Chacun sait qu’à force de greffer un sauvageon sur lui-même, son fruit perd peu à peu son âpreté, j’en ai la preuve sur un pommier de buisson. Je ne dis pas que les greffes multipliées aient converti son âpreté & son austérité naturelle en une substance délicate ; mais je dis qu’à la fin on pourroit manger ce fruit sans répugnance, & qu’il ne conserveroit presque plus de vestige de son premier état.
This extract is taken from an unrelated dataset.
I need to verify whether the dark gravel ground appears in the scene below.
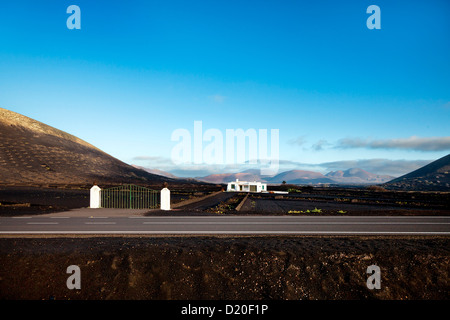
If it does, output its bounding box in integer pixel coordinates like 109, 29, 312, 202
0, 237, 450, 300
Or, si des greffes réitérées d’un sauvageon sur lui-même produisent de bons effets & perfectionnent la qualité du fruit, que ne doivent donc pas produire de bonnes greffes ajoutées à une première bonne greffe faite dans la pépinière ? Pour peu que la saison favorise le développement des fleurs, & si les fruits aoûtent bien, (voyez ce mot) on sera étonné de la multiplicité des fruits, & de leur qualité. Ils seront moins gros, il est vrai, que ceux des arbres ordinaires ; mais il ne s’agit pas ici de ces fruits recherchés pour la table des grands seigneurs, mais de ce qui constitue une récolte & qui l’emporte toujours en valeur numérique sur celle de quelques beaux fruits vendus chèrement dans les grandes villes. J’ai plus en vue le soulagement de la classe du peuple, que la satisfaction ou la vanité des opulens. Augmenter le bien-être des malheureux habitans de la campagne est ma seule ambition.

Je ne vois aucun arbre fruitier, pas même le noyer, (je ne l’ai pas éprouvé) qui ne soit susceptible de recevoir cette greffe par approche. Je conseillai à un paysan, en parcourant la route d’Orléans à Bordeaux, à une ou deux postes près de Châteauroux, qui avoit des haies formées par des branches de noyer & d’autres arbres, de faire l’essai de ces greffes par approche. Il me le promit, & j’ignore si elles ont été exécutées. Je prie celui qui lira cet article & qui tentera cette expérience, d’avoir la bonté de m’en communiquer les résultats. L’amateur pourroit encore tenter de marier ainsi différentes espèces d’arbres, soit fruitiers, soit forestiers. Le pays que j’habite aujourd’hui ne me permet pas de me livrer à ces expériences.